Formal definition - 4 The “intended meaning” of a clause set P is the set M of ground facts that the user expects to be logical consequences of the clauses. P is correct if HP is a subset of M P is complete if M is a subset of HP
Formal definition - 5 father(john,peter). father(john,mary). mother(mary,mike). grandfather(X,Y) <= father(X,Z), father(Z,Y). ... is correct but incomplete given the obvious intended meaning.
Finally .. Guarino’s formal definition (‘96)(slightly adapted by TLM, ‘01) Given logic language L, LET... A conceptualisation be a set of models of L which describe the intended interpretations of L’s atoms. Then... An Ontology is a (possibly incomplete) “axiomatization” of a conceptualisation
Back to Pragmatic aspects of Ontologies: What’s Special about Them... Emphasis on • ..persistent properties .. “static” rather than dynamic knowledge • ..classes and class hierarchy • ..collaborative development “Ontologies are distinguished NOT by their form but by the role they play in representing knowledge” R. Fikes
Example: The Conflict Prediction Specification 00's of definitional axioms in sorted FOL 00's of definitions in sorted, enriched FOL e.g. "(FL 1000 is_the_max_flight_level_for Shanwick airspace)". "the_segment_exit_long_Val_in_arc_mins_for(Linear_track_pt) = the_exit_long_Val_in_arc_mins_of(the_Segment_of(Linear_track_pt))".

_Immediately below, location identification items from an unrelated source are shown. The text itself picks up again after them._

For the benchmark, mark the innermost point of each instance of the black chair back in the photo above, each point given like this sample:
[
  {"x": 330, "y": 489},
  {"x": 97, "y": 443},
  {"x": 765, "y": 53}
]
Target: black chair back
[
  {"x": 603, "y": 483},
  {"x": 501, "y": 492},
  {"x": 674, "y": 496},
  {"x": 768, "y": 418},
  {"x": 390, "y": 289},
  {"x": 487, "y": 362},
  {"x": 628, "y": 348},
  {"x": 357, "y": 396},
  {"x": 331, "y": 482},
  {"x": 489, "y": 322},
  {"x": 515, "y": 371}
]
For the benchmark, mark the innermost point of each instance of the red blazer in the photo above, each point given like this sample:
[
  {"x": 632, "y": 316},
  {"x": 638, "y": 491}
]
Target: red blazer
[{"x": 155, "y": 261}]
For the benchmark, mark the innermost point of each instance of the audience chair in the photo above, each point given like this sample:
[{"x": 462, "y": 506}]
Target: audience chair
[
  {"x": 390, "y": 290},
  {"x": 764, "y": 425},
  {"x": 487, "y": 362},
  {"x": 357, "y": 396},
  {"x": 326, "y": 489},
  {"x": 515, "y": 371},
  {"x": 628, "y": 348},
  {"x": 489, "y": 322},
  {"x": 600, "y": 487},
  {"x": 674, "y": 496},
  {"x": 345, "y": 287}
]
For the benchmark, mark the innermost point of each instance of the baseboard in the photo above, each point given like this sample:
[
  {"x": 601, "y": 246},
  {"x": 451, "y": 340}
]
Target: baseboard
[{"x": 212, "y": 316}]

Example: Conflict Prediction Specification -- 00's of grammar rules defining a Vocabulary -- Definitional axioms are grounded in operators and objects from Sorts, and "built-in" arithmetic ops. e.g. here's a low level axiom "(Time is_during_time_period_of Segment) <=> [(Time is_at_or_later_than the_entry_Time_of(Segment)) & (Time is_at_or_earlier_than the_exit_Time_of(Segment)) ]"

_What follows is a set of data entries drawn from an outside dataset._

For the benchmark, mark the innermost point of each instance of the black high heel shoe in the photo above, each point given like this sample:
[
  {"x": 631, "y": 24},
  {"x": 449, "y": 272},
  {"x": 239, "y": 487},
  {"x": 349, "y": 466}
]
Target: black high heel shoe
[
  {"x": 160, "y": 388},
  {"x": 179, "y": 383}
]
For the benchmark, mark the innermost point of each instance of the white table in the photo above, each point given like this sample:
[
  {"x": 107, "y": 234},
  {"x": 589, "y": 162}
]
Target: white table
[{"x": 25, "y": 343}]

Example: Conflict Prediction Specification Is the CPS an ontology?? YES: -- is a logic + lots of extra well-defined syntax -- contains persistent knowledge (does not change during problem solving) -- could well be used for many ATC applications (except for very specific top level axioms) NO: -- has built in non-defined stuff (arithmetic bits)
Conflict Prediction Specification: Conclusion The "lower level" axioms and facts form a Domain Specific Ontology for Oceanic ATC. Trying to develop, extend and use it as such might be a useful bit of R and D.
Example: Planning Domain Models YES.. -persistent actions representations -persistent object classes / facts NO.. -lots of dynamic facts -lots IMPLICIT i.e. semantics of actions.
Conclusion: Planning Domain Models • The persistent parts of a PDM could be thought of as an application ontology. • Perhaps we should provide first order axiomatizations of actions to deliver representation ontologies?
Conclusion: • Ontologies are KRs with the aim of sharing/communicating/re-using large, persistent KBs • Also, their emphasis on specifying declaratively that which hitherto has been hidden (e.g. Superstructure of KRLs) is good. • KRL = Logic + Ontology ..remembering that “Ontology” can be very specific for a specific KRL.